Easter Triptych: 3 Sonnets

That spring there was a party on the farm
when the severed stalks of corn were stubble
jutting from the muck like half-submerged
pilings of a rotting dock, and someone
had parked their car in the middle of the field--
it looked so strange, like an abandoned boat
off-balance and embarrassed to be left
leaning on land where drought had leeched the sea
away around it. It was Easter morning
I remember now, and halleluiah
rang from drunken lips around a keg
floating like a buoy in the crowd.
Faithless, we felt something of God then
gathered together, wishful fishers of men.

Gathered together, wishful fishers of men
we made our mark, if not on the world,
in the manure and the mud spread for corn
until our sneakers were ruined and our shirts
torn from dodging into the bordering woods
to take a leak or purge. As the day wore on,
more and more music mingled like strangers
at a bar, weaving and winking from speakers
strapped to backs in the crowd, and from the car.
One dude passed out, and we carefully laid him
in the backseat. He was there three hours
a halo of his own vomit around his head.
Even those who didn’t know him cheered when he rose
and tore off across the field without his clothes.

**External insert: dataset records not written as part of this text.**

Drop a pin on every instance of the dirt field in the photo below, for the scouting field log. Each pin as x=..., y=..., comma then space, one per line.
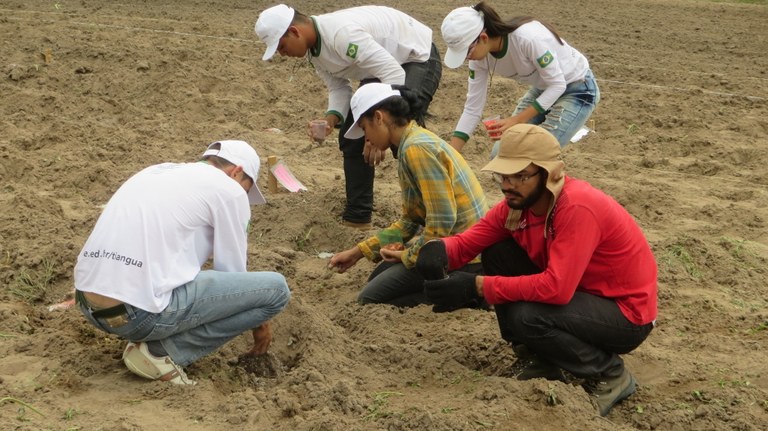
x=92, y=91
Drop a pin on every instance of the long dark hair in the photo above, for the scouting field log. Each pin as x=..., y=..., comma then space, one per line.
x=495, y=26
x=402, y=109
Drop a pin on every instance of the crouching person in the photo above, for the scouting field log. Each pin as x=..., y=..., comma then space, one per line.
x=139, y=274
x=568, y=270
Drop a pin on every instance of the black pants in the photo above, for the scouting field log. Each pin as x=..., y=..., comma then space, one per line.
x=583, y=337
x=424, y=78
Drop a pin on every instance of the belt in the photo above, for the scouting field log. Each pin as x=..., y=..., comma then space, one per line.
x=117, y=310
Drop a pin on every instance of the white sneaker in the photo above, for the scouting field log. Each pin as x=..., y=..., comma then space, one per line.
x=138, y=359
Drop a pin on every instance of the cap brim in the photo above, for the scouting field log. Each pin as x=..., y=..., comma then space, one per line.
x=255, y=197
x=506, y=166
x=270, y=51
x=455, y=57
x=354, y=132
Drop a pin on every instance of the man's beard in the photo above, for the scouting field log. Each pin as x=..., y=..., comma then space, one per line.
x=531, y=199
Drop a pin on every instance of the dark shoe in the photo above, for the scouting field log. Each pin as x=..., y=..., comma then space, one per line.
x=357, y=225
x=535, y=368
x=479, y=304
x=609, y=391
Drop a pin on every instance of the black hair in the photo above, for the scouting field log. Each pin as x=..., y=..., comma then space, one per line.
x=220, y=162
x=402, y=109
x=495, y=26
x=299, y=18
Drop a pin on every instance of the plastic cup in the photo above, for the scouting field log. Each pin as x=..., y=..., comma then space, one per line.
x=489, y=122
x=390, y=239
x=317, y=129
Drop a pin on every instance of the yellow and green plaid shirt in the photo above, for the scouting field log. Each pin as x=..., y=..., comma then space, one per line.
x=439, y=193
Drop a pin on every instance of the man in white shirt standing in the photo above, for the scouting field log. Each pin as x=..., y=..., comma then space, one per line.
x=139, y=274
x=366, y=44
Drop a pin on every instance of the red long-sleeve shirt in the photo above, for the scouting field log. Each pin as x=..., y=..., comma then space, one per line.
x=592, y=245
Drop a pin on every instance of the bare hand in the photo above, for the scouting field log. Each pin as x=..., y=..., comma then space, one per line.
x=372, y=155
x=392, y=254
x=498, y=127
x=262, y=338
x=340, y=262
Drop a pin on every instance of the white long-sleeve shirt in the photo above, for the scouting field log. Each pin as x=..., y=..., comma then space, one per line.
x=365, y=42
x=159, y=228
x=530, y=55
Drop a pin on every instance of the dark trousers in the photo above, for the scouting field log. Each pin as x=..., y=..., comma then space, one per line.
x=583, y=337
x=424, y=78
x=393, y=283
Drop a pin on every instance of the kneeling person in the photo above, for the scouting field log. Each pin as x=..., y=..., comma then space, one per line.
x=568, y=270
x=440, y=194
x=139, y=274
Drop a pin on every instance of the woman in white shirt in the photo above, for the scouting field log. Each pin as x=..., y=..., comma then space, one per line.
x=563, y=91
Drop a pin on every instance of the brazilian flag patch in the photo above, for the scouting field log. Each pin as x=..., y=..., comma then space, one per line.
x=352, y=50
x=545, y=59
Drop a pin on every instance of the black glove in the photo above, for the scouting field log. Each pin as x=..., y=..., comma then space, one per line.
x=456, y=291
x=432, y=262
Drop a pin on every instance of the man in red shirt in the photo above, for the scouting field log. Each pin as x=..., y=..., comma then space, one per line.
x=569, y=272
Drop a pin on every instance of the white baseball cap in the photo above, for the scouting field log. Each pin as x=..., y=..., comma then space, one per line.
x=272, y=25
x=240, y=153
x=460, y=28
x=364, y=98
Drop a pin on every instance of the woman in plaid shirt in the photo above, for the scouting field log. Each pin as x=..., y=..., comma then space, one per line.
x=441, y=196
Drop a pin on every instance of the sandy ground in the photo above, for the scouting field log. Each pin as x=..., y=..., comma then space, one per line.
x=92, y=91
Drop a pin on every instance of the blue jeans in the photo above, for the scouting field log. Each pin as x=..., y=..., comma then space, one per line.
x=205, y=313
x=569, y=113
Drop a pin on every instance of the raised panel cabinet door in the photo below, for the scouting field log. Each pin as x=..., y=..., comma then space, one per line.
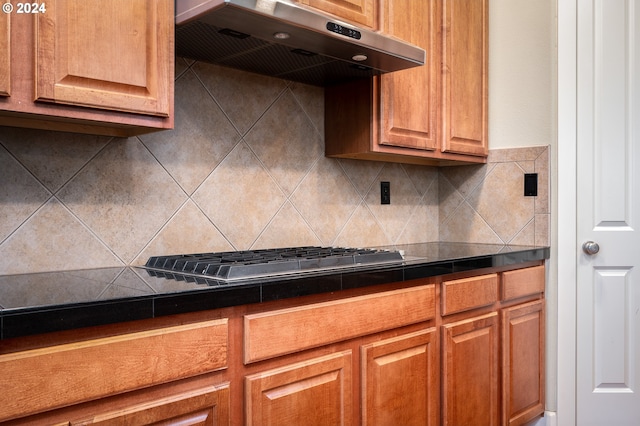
x=113, y=55
x=314, y=392
x=206, y=407
x=5, y=54
x=409, y=98
x=361, y=12
x=465, y=77
x=523, y=362
x=400, y=380
x=470, y=372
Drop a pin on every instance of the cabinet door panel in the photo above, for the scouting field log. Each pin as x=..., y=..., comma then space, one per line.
x=314, y=392
x=114, y=55
x=470, y=372
x=464, y=77
x=58, y=376
x=361, y=12
x=5, y=54
x=523, y=357
x=408, y=98
x=400, y=380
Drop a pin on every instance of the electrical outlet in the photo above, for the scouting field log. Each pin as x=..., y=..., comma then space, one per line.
x=530, y=184
x=385, y=193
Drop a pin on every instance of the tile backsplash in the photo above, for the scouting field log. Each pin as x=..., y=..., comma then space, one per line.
x=244, y=168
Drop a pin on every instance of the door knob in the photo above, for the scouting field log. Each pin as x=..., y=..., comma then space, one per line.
x=590, y=247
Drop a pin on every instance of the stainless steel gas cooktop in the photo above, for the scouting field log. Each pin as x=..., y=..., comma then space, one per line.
x=238, y=265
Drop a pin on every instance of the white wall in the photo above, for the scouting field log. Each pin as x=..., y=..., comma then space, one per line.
x=522, y=73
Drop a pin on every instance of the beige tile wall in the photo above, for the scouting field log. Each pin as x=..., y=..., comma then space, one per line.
x=244, y=168
x=486, y=203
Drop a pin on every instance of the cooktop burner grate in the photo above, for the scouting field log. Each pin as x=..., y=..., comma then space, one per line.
x=235, y=265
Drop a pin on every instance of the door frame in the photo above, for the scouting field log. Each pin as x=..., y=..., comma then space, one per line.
x=566, y=252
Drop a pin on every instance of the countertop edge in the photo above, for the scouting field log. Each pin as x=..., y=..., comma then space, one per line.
x=39, y=320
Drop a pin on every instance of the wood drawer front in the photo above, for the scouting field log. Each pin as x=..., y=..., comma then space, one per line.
x=207, y=406
x=469, y=293
x=285, y=331
x=313, y=392
x=523, y=282
x=57, y=376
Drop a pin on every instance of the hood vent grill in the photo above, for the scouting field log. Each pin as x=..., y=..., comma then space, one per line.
x=282, y=39
x=204, y=42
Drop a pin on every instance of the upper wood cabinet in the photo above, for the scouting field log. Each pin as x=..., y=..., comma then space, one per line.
x=118, y=65
x=81, y=67
x=464, y=77
x=434, y=114
x=5, y=54
x=361, y=12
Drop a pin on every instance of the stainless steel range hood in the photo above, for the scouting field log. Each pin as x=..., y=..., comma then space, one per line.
x=281, y=39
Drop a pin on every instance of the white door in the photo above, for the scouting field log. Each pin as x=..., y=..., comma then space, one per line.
x=608, y=213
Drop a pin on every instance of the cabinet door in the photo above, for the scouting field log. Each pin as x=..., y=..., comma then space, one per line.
x=315, y=392
x=114, y=55
x=464, y=77
x=408, y=98
x=209, y=406
x=400, y=380
x=470, y=372
x=5, y=54
x=523, y=362
x=361, y=12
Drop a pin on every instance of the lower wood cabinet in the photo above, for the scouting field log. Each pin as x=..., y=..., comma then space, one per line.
x=400, y=383
x=313, y=392
x=208, y=406
x=464, y=349
x=470, y=372
x=523, y=362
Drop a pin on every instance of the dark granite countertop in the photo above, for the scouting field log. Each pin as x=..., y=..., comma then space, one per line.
x=55, y=301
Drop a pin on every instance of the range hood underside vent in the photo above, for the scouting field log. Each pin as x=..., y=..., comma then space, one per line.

Torn off a cross, scarecrow without his clothes,
the sack of rotten husks became our football
punted and passed from hands to drunken hands.
Next came fire, breaking branches, bics
tipped into the mess of sticks and six-pack boxes
prepared for our revel’s scapegoat. Viking burial
in honor of the crows. Our dead mock Fawkes
with his bled grin spinning in the sparks
gave warmth the sun yet couldn’t. Then it spread,
it caught a stalk, and the whole row fucking blazed
corn like candles. We all went down on our knees
and beat the matchsticks out with muddy hands
and sneakers. Cold once more, small clouds of smoke
bloomed from our mouths like dandelions when we spoke.